Last week FDA issued the long-awaited final guidance on human factors and usability, targeting the device user interface—from displays and controls to instructions for use, labeling and packaging. The guidance, Applying Human Factors and Usability Engineering to Medical Devices, will supersede the nearly 16-year-old guidance, Medical Device Use-Safety: Incorporating Human Factors Engineering into Risk Management. “CDRH believes that for those devices where an analysis of risk indicates that users performing tasks incorrectly or failing to perform tasks could result in serious harm, manufacturers should submit human factors data in premarket submissions (i.e., PMA, 510(k)),” the guidance states. As such, CDRH released a draft guidance, List of Highest Priority Devices for Human Factors Review, which details the following devices that should include human factors data in premarket submissions:
- Ablation generators
- Anesthesia machines
- Artificial pancreas systems
- Automated external defibrillators
- Duodenoscopes with elevator channels
- Gastroenterology-urology endoscope ultrasound systems with elevator channels
- Hemodialysis and peritoneal dialysis systems
- Implanted infusion pumps and external infusion pumps
- Insulin delivery systems
- Negative pressure wound therapy (intended for home use)
- Robotic catheter manipulation systems
- Robotic surgery devices
- Ventricular assist devices
“FDA believes these device types have clear potential for serious harm resulting from use error, and that review of human factors data in premarket submissions will help FDA evaluate the safety and effectiveness and substantial equivalence of these devices,” the document states. The draft guidance is open for comments until May 3, 2016.

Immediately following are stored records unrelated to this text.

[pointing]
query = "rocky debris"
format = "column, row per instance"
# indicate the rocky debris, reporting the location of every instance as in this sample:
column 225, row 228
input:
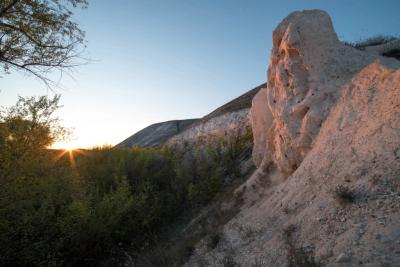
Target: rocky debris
column 308, row 67
column 329, row 116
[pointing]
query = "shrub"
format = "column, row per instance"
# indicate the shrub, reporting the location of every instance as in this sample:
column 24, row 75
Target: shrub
column 371, row 41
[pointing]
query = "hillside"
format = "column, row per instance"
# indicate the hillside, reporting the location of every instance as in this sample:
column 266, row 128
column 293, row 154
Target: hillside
column 326, row 143
column 156, row 134
column 213, row 124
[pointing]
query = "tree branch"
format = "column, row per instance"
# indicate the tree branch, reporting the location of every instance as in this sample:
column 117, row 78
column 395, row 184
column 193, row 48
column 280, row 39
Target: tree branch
column 10, row 5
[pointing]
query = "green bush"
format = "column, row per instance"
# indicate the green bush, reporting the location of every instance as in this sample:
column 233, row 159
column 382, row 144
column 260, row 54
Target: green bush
column 56, row 212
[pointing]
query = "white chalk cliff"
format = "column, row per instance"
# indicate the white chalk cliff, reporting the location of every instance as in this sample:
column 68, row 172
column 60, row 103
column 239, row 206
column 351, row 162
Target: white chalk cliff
column 329, row 117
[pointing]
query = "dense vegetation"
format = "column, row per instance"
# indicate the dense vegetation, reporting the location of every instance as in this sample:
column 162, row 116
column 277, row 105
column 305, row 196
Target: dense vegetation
column 88, row 208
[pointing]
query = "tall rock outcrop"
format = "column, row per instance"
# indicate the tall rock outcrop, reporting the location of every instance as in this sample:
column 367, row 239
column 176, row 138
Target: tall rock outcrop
column 308, row 67
column 327, row 144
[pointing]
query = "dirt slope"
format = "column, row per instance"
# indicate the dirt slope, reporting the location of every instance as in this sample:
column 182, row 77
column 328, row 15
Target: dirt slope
column 327, row 143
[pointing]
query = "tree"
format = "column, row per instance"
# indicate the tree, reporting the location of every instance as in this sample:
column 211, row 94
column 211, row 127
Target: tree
column 39, row 36
column 26, row 130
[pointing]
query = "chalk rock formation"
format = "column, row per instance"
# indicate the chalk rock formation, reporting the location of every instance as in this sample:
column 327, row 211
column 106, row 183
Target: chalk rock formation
column 156, row 134
column 328, row 128
column 308, row 66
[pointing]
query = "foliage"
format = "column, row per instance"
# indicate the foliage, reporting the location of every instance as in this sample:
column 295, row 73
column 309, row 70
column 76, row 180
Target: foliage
column 38, row 36
column 64, row 209
column 371, row 41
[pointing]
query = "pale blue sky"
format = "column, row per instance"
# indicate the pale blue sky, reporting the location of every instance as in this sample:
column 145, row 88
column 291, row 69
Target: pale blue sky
column 168, row 59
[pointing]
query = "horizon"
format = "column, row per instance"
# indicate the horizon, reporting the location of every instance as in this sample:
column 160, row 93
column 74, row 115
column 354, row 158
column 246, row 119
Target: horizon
column 154, row 62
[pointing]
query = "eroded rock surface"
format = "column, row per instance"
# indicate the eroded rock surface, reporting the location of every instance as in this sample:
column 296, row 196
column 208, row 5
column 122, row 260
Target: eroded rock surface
column 329, row 119
column 308, row 66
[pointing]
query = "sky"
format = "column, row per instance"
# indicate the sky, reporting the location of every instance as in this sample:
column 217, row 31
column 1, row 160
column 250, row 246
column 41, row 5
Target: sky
column 154, row 61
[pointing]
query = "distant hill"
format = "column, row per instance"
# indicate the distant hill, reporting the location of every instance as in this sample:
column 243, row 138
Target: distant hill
column 157, row 134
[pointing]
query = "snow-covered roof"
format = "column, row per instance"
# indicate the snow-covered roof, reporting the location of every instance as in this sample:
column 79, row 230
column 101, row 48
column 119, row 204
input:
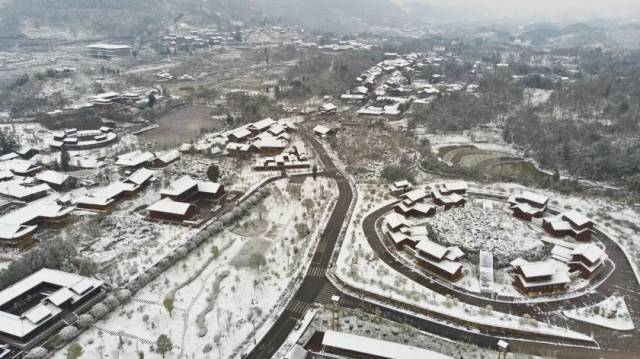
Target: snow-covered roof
column 267, row 140
column 577, row 218
column 241, row 133
column 415, row 195
column 398, row 237
column 60, row 296
column 402, row 184
column 12, row 231
column 590, row 251
column 209, row 187
column 168, row 205
column 375, row 347
column 420, row 230
column 19, row 166
column 557, row 277
column 454, row 253
column 297, row 352
column 455, row 186
column 322, row 130
column 277, row 129
column 328, row 107
column 558, row 224
column 560, row 253
column 455, row 198
column 395, row 220
column 32, row 211
column 179, row 186
column 52, row 177
column 134, row 159
column 423, row 208
column 537, row 269
column 527, row 208
column 101, row 46
column 534, row 198
column 263, row 124
column 21, row 325
column 431, row 248
column 114, row 189
column 232, row 146
column 140, row 176
column 5, row 175
column 169, row 156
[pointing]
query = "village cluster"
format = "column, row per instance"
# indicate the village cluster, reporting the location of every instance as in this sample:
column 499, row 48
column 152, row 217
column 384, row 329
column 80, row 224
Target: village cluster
column 409, row 229
column 227, row 220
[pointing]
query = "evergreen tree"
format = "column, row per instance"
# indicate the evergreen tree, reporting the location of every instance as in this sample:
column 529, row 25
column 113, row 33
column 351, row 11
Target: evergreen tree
column 163, row 345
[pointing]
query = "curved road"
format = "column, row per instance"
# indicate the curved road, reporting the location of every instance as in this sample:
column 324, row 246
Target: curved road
column 317, row 288
column 315, row 279
column 622, row 281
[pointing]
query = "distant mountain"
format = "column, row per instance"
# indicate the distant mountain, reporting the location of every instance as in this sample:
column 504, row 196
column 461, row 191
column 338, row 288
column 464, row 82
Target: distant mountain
column 136, row 17
column 574, row 35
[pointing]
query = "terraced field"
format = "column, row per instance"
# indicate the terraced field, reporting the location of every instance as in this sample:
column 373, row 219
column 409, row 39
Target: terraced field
column 493, row 164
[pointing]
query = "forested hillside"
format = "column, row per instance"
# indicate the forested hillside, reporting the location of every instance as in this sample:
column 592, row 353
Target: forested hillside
column 124, row 18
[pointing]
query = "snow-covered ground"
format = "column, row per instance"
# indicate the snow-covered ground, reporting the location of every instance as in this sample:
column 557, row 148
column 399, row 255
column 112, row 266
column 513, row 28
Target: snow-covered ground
column 618, row 220
column 474, row 228
column 611, row 313
column 363, row 324
column 358, row 266
column 223, row 303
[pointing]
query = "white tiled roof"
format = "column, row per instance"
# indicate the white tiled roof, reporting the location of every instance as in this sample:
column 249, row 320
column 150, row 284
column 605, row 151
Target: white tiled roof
column 170, row 206
column 377, row 348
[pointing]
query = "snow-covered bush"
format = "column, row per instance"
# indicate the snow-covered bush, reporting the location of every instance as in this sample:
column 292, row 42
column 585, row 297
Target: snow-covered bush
column 85, row 320
column 99, row 310
column 68, row 333
column 111, row 301
column 123, row 295
column 37, row 353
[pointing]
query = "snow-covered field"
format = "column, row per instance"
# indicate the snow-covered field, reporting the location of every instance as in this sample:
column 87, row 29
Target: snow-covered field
column 474, row 229
column 225, row 302
column 358, row 266
column 363, row 324
column 611, row 313
column 618, row 219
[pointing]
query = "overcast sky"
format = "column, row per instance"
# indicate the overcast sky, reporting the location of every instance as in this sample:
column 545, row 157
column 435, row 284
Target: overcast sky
column 551, row 8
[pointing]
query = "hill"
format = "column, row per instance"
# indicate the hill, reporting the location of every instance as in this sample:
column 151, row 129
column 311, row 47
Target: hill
column 129, row 18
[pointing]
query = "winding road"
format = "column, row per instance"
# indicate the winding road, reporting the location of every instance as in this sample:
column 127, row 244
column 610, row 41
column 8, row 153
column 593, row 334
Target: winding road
column 317, row 288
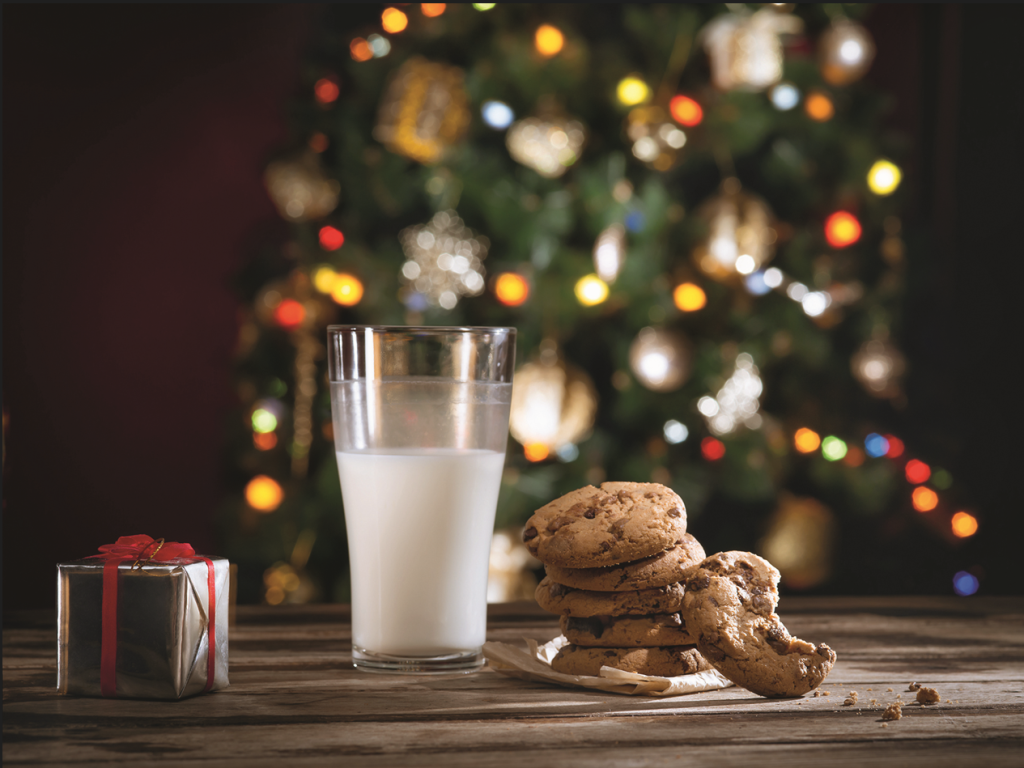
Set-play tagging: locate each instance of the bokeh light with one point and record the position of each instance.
(347, 290)
(326, 90)
(965, 584)
(876, 445)
(806, 440)
(689, 297)
(964, 524)
(632, 91)
(393, 20)
(833, 449)
(548, 40)
(884, 177)
(685, 111)
(331, 238)
(819, 108)
(712, 450)
(916, 471)
(842, 229)
(264, 494)
(289, 314)
(924, 499)
(511, 289)
(591, 290)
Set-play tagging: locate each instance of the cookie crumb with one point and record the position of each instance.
(893, 712)
(928, 695)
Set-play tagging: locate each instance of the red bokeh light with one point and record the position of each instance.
(331, 238)
(713, 450)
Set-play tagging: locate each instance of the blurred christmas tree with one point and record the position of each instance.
(689, 213)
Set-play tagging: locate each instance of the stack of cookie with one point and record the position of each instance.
(615, 558)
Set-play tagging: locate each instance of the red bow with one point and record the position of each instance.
(142, 549)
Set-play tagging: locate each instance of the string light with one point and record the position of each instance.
(632, 91)
(511, 289)
(264, 494)
(924, 499)
(806, 440)
(689, 297)
(842, 229)
(331, 238)
(916, 472)
(685, 111)
(964, 524)
(548, 40)
(346, 290)
(591, 290)
(393, 20)
(819, 108)
(712, 449)
(884, 177)
(326, 91)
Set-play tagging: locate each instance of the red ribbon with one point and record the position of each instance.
(142, 550)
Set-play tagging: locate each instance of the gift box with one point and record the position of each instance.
(144, 619)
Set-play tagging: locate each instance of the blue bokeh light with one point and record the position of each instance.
(876, 445)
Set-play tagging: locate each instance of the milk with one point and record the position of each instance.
(419, 523)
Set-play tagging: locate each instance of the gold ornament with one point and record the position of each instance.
(424, 112)
(609, 253)
(549, 145)
(739, 240)
(553, 402)
(656, 139)
(800, 541)
(879, 366)
(300, 189)
(660, 358)
(744, 48)
(845, 52)
(444, 259)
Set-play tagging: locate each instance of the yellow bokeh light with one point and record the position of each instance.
(591, 290)
(549, 40)
(346, 290)
(806, 440)
(965, 524)
(324, 279)
(632, 91)
(819, 107)
(393, 20)
(925, 500)
(689, 297)
(884, 177)
(264, 494)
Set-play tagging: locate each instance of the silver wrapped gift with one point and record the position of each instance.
(162, 628)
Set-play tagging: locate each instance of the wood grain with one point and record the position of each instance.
(295, 699)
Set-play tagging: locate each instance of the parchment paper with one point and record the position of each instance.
(508, 659)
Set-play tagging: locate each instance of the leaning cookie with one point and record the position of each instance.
(729, 607)
(556, 598)
(669, 662)
(619, 522)
(669, 566)
(627, 632)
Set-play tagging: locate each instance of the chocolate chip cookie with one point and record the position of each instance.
(665, 567)
(667, 662)
(557, 598)
(627, 632)
(729, 606)
(619, 522)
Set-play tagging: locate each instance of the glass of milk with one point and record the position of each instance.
(421, 420)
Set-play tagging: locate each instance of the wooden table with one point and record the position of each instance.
(296, 700)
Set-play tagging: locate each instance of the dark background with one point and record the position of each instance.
(134, 138)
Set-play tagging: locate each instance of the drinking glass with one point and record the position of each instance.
(421, 421)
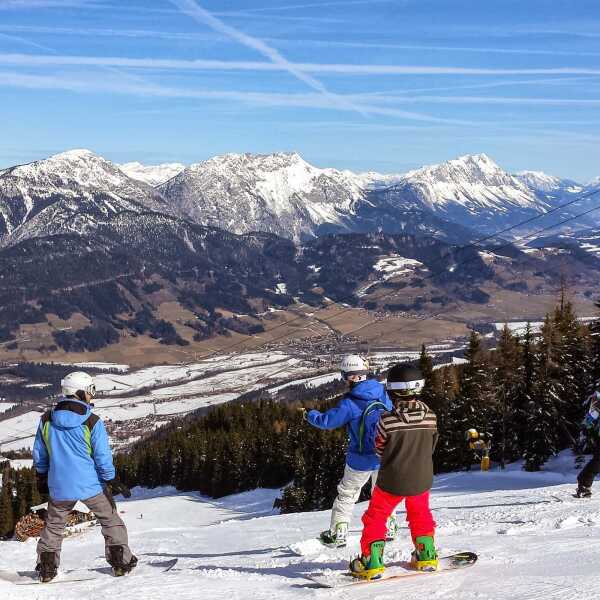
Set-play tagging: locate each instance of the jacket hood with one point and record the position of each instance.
(411, 411)
(67, 413)
(367, 391)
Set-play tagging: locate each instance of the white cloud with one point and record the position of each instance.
(314, 100)
(316, 5)
(277, 62)
(199, 14)
(26, 4)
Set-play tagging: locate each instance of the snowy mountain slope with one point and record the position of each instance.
(535, 542)
(594, 183)
(471, 190)
(67, 193)
(585, 241)
(152, 174)
(279, 193)
(539, 181)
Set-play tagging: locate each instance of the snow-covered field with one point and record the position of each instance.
(19, 432)
(111, 384)
(534, 540)
(170, 390)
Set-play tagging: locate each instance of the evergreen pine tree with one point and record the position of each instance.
(542, 416)
(7, 522)
(473, 405)
(507, 384)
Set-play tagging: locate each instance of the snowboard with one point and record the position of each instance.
(342, 578)
(78, 575)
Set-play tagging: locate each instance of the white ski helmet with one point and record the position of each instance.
(78, 381)
(352, 364)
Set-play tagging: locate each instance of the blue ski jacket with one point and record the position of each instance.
(71, 446)
(359, 410)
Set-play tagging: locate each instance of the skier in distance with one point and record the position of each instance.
(73, 460)
(406, 439)
(359, 410)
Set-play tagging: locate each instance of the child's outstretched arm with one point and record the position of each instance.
(331, 419)
(381, 438)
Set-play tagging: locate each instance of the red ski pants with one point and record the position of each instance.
(382, 505)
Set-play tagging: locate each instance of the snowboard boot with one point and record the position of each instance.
(583, 492)
(46, 567)
(335, 539)
(392, 529)
(424, 557)
(120, 567)
(369, 567)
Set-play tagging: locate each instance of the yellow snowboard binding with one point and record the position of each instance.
(369, 567)
(424, 557)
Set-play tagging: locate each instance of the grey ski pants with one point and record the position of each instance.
(113, 528)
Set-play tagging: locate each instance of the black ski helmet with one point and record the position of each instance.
(405, 379)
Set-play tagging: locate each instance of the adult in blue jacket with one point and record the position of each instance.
(73, 460)
(359, 410)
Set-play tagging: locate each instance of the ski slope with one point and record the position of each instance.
(534, 540)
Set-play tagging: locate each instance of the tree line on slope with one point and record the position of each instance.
(528, 393)
(17, 495)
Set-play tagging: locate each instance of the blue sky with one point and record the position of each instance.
(387, 85)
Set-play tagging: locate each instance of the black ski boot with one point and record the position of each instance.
(583, 492)
(120, 568)
(46, 567)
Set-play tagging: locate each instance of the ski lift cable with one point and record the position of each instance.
(473, 244)
(467, 260)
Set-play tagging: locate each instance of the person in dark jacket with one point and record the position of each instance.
(359, 410)
(73, 460)
(406, 439)
(591, 434)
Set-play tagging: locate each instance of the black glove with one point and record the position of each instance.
(42, 483)
(115, 487)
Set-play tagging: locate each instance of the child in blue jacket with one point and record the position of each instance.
(359, 410)
(73, 461)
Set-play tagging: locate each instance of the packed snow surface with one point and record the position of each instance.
(534, 541)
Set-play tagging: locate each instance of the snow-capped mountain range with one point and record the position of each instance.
(152, 174)
(277, 193)
(68, 193)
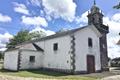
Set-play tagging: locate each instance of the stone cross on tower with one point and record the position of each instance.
(94, 2)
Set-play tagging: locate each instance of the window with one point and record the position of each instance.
(90, 44)
(55, 46)
(32, 59)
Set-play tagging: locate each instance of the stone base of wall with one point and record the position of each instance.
(65, 71)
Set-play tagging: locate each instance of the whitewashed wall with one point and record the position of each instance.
(82, 49)
(56, 59)
(25, 56)
(27, 46)
(11, 60)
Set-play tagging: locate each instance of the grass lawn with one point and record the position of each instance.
(46, 74)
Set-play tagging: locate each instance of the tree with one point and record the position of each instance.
(117, 6)
(23, 36)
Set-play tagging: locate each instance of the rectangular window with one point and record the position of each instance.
(90, 43)
(55, 46)
(32, 59)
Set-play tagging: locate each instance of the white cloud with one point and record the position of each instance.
(5, 18)
(48, 32)
(36, 21)
(21, 8)
(60, 8)
(35, 2)
(4, 38)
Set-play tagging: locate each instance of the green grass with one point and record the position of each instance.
(45, 74)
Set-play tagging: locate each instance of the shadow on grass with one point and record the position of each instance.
(36, 72)
(48, 73)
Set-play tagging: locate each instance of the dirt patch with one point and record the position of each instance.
(6, 77)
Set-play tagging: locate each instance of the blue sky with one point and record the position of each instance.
(53, 15)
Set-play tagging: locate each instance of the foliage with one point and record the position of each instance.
(23, 36)
(117, 6)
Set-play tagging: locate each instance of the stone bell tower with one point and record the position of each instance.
(95, 17)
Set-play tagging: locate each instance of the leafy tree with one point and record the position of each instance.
(117, 6)
(23, 36)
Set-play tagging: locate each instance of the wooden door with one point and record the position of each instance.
(90, 64)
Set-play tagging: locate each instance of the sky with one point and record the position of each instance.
(51, 16)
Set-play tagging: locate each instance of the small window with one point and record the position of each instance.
(32, 59)
(55, 46)
(90, 44)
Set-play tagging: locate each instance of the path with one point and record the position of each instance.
(116, 77)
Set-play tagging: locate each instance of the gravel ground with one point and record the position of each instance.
(6, 77)
(117, 77)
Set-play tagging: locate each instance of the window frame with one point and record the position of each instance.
(55, 46)
(90, 42)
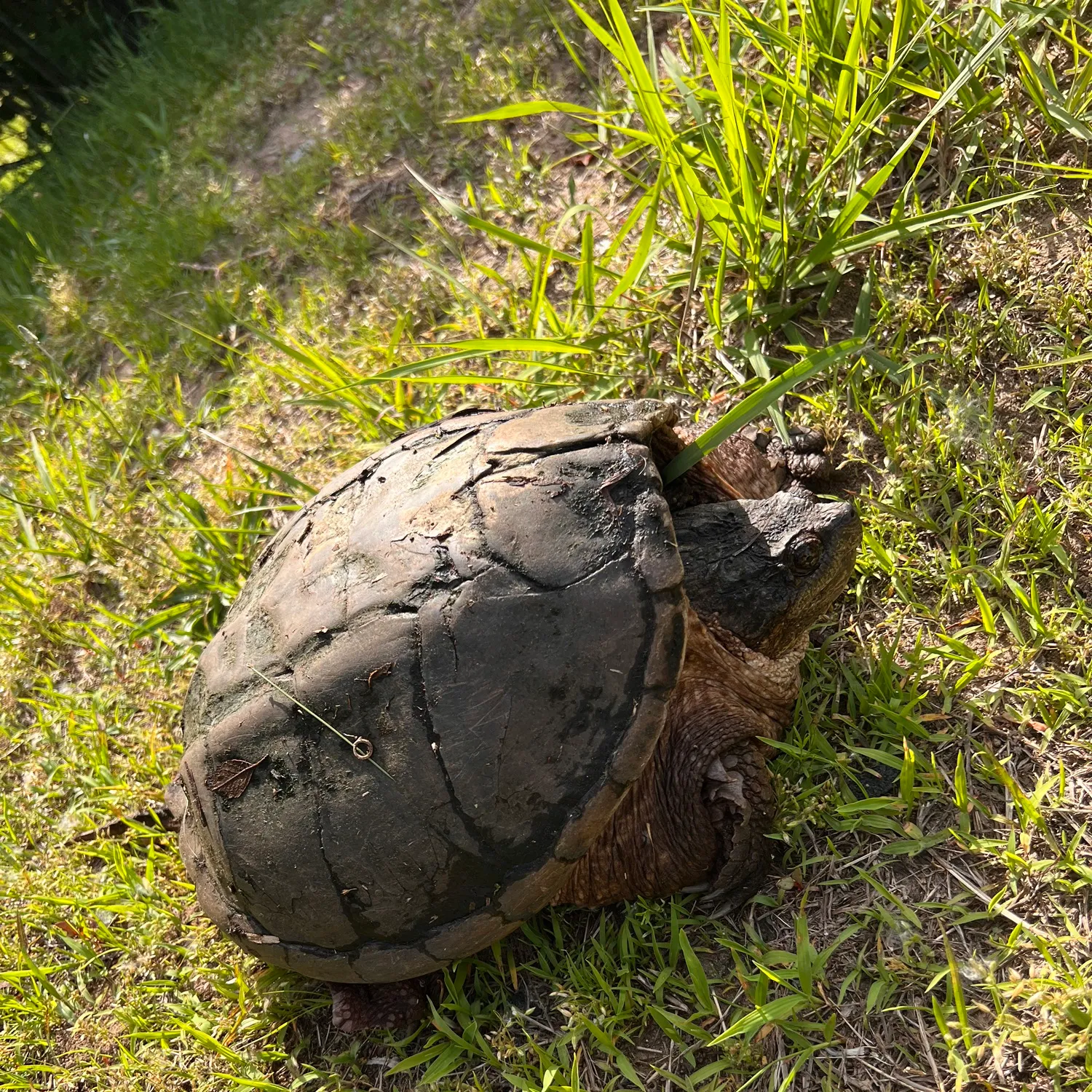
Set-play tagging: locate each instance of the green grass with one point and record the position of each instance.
(215, 301)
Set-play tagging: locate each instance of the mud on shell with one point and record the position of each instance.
(496, 605)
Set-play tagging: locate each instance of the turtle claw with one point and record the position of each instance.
(390, 1006)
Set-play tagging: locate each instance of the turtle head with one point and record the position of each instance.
(766, 570)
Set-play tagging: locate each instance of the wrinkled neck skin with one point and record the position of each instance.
(699, 812)
(767, 685)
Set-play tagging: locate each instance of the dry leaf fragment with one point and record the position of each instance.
(232, 778)
(380, 672)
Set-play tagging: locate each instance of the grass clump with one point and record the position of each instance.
(253, 292)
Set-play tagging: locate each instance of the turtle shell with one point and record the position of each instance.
(434, 690)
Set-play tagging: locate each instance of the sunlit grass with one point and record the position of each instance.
(220, 329)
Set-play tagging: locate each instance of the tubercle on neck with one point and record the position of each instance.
(767, 685)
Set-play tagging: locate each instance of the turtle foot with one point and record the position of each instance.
(388, 1006)
(742, 804)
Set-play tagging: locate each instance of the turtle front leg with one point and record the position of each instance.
(700, 810)
(391, 1006)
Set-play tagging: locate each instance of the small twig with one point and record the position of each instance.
(1015, 919)
(362, 747)
(119, 826)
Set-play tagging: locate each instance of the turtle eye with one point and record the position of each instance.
(804, 553)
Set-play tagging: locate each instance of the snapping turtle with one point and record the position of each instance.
(491, 668)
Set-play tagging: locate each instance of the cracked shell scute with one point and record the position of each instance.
(493, 603)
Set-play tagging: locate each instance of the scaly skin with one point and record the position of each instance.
(700, 810)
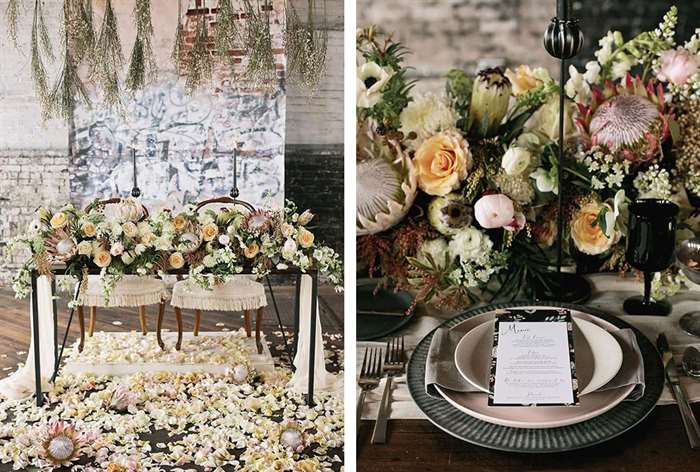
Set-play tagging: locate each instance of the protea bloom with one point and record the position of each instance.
(628, 118)
(489, 104)
(61, 443)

The agency addressed human factors in combination products in a draft guidance released last week. Human Factors Studies and Related Clinical Study Considerations in Combination Product Design and Development defines human factors concepts and studies, and outlines the process considerations for submitting human factors study data for combination products. It recommends data should be submitted for products intended for use outside the healthcare environment, including products that require self-administration by patients, and combination products that have a device constitute part for which human factors data should be submitted. If the device does not fall into either of these segments, the agency recommends performing risk analysis to assess the need for human factors studies. The draft guidance, which is open for comments until May 3, 2016, reviews considerations for design changes after human factors validation as well as investigational applications, and the relationship between human factors and major clinical studies.
CDRH also released a draft guidance on NHRIC or NDC numbers on device labels and packages, Enforcement Policy on National Health Related Item Code and National Drug Code Numbers Assigned to Devices. The agency is accepting comments for the next 60 days.